Television ratings for the current World Series are, to put it scientifically, boffo. When the title is decided, average viewership may well be the highest that baseball has seen in 12 years, since the Boston Red Sox beat the St. Louis Cardinals in the game’s 100th championship battle, breaking Babe Ruth’s curse. That’s even as viewers turn away from the NFL and the Olympics, traditionally the clutch performers in the ratings game.

To be sure, everybody loves a loser not just baseball fans. History is proving to be a powerful draw as both teams seek to end World Series droughts: a statistically improbable 68 years for the Cleveland Indians and a cosmically cursed 108 years for the Chicago Cubs1. 

But something else is driving the viewing boom. Chicago fans are, literally, everywhere. You know that friend you have who lives far from the Windy City but will be agonizing over every pitch tonight? Well, there are a lot of those folks. In the past five years, no major city in America has seen more people move away to other parts of the country, according to census data. 

Samuel Nadell, who does public relations for Oakley sunglasses in New York, hasn’t lived in Chicago since high school seven years ago. He flew back for games three through five, meeting up with eight old friends from the city’s North Shore suburbs.

“Honestly, I booked the trip when they were down two games to one against the Dodgers” in National League Championship Series, he said last night from O’Hare Airport. “I always told myself, if they are ever on the verge, Im going to be in the city.”

Tonight, as the Series swings back to Cleveland, Nadell will still be surrounded by Cubs fans, either at a buddy’s apartment in Manhattan or Kelly’s Sports Bar, a Chicago-philic bar on the Lower East Side. 

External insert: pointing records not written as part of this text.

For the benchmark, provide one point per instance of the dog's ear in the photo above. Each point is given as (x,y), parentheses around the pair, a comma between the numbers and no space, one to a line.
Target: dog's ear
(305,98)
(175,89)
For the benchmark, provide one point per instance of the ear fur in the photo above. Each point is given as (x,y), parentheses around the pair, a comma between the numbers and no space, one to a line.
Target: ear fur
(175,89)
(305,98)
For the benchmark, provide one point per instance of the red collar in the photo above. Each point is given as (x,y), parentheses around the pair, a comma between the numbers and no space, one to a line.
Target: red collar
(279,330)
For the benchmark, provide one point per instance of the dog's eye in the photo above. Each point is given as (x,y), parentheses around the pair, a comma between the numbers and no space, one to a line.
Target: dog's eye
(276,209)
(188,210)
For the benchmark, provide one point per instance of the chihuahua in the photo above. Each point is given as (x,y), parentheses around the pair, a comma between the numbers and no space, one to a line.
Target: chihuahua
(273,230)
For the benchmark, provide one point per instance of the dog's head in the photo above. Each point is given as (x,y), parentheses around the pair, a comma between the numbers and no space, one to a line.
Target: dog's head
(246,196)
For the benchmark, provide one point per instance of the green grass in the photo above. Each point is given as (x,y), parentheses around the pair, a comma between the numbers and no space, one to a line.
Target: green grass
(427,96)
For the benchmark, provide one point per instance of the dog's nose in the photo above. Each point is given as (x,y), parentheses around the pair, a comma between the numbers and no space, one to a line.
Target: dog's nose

Meanwhile, Chicago is welcoming a huge number of international immigrants and little Cubs fans (babies). Essentially, the city is acting like a AAA ball club managed by Rahm Emanuel, bringing in top prospects, getting them settled, and then shipping them off to other cities.

2010-2015

Jed Kolko, chief economist at job-listings site Indeed and a senior fellow at the University of California at Berkeley, crunched some numbers for us and found that 5 percent of U.S. residents were born in Illinois, but only 4 percent of the countrys population lives in the state now.  

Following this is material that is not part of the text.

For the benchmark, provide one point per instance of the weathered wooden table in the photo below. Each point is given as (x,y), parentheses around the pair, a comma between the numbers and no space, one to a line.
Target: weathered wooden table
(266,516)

Interestingly enough, Cleveland has similar demographic dynamics. From 2010 to 2015, the Indians’ hometown had net migration of negative 27,711, behind only Chicago and Detroit.

Fandom can be fickle, especially if your team is perennially disappointing. But for a long time the Cubs had another ace: national broadcasts.

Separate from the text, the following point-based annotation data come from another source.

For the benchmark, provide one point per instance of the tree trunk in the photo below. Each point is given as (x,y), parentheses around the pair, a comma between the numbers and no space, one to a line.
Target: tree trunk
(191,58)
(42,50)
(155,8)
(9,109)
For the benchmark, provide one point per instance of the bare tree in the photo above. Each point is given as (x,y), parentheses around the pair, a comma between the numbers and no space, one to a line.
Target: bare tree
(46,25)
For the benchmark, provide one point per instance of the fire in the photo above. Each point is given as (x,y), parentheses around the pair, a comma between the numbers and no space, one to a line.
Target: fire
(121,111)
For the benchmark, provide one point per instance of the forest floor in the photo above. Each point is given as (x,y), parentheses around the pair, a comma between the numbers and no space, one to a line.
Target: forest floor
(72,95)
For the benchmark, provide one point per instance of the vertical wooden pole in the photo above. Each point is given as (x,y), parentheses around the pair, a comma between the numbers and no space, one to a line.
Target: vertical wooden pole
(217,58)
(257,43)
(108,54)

For nearly four decades, Chicagos WGN-TV, a cable superstation, beamed Cubs games all over the country, giving the hapless club exposure not enjoyed by more successful teams. Since both the Cubs and the station were owned by Tribune Broadcasting, the company could broadcast “free” video content to kids in Florida and Fargo, N.D., and sell some Sammy Sosa jerseys in the process2. The Tribune sold the Cubs in 2009 and stopped broadcasting the games nationwide six years later.  

Economists have even suggested that the widespread popularity of the club is one of the reasons it has more or less stunk for so long. The team never had to be good to be loved, the theory goes.

As for the expatriate Cubs and Indians fans, if they had stayed in their baseball hometowns, they would still be watching the Series, but theyd probably be doing it en masse, possibly at the stadium or a nearby bar. Instead, they’re holed up in living rooms across America, which, incidentally, are much more conducive to crying.